Yay, my entry for the Discovery & DevCSI Developers Competition– Lodopac– was awarded a commendation for its use of the Cambridge University Library (CUL) dataset. During the judging I was asked for searches which were known to work well- the timeout issues I discussed under Limitations being not insignificant, especially with author or title searches. I submitted a version of the following brief general notes which I hope are helpful to anyone else who wants to play:
The British National Bibliography (BNB) server is generally more responsive than the Cambridge University Library one; title seems to work better than author.

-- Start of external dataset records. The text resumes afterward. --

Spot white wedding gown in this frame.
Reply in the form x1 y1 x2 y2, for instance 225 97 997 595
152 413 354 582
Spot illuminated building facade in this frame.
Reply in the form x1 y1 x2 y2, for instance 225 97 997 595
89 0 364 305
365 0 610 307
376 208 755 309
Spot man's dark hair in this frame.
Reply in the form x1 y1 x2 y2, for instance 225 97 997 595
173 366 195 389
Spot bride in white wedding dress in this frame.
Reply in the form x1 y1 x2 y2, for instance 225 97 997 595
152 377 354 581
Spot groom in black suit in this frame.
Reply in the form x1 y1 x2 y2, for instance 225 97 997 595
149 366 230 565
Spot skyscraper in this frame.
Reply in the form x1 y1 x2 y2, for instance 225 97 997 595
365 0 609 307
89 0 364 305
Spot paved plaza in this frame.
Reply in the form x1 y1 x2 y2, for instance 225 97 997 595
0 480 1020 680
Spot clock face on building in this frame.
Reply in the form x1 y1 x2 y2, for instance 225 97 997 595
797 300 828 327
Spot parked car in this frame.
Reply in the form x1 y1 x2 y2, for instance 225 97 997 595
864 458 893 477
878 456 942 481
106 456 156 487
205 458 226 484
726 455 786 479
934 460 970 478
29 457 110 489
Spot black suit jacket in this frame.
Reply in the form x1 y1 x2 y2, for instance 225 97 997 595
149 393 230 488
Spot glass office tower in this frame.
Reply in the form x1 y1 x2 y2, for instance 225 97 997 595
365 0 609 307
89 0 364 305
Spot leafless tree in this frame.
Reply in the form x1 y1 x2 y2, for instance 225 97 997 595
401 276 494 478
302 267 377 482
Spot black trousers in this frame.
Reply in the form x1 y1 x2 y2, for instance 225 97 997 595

The following are hopefully useful examples useful:
- author=”fisher” seems to work (at least in BNB) so long as the number of hits to return is small (e.g. 5).
- title=”fisher” works well for both.
- ISBN=”0709039425″ should very quickly give you a single hit in both BNB and CUL.
I would really like to try and think of ways of improving free text regular expression search times for things like author and title in Sparql* although I doubt there is one that doesn’t rely on the configuration, processing power, or indexing of the server being searched.
* thinking aloud, some ideas might include: downloading a larger imprecise set for further local searching (e.g. for an author/title search downloading the title matches and searching the authors locally: although this would also be slow, it would get round the timeout at least); forcing a look-up in a controlled vocab first in order to get an exact string match (esp for authors, although even if this is possible, this forces a user to do more work, which isn’t the point); local indexing of the triple store (this is probably the best way but I’m not sure how to go about it, whether I really have the server capabilities to do it, and can be committed to the updating required).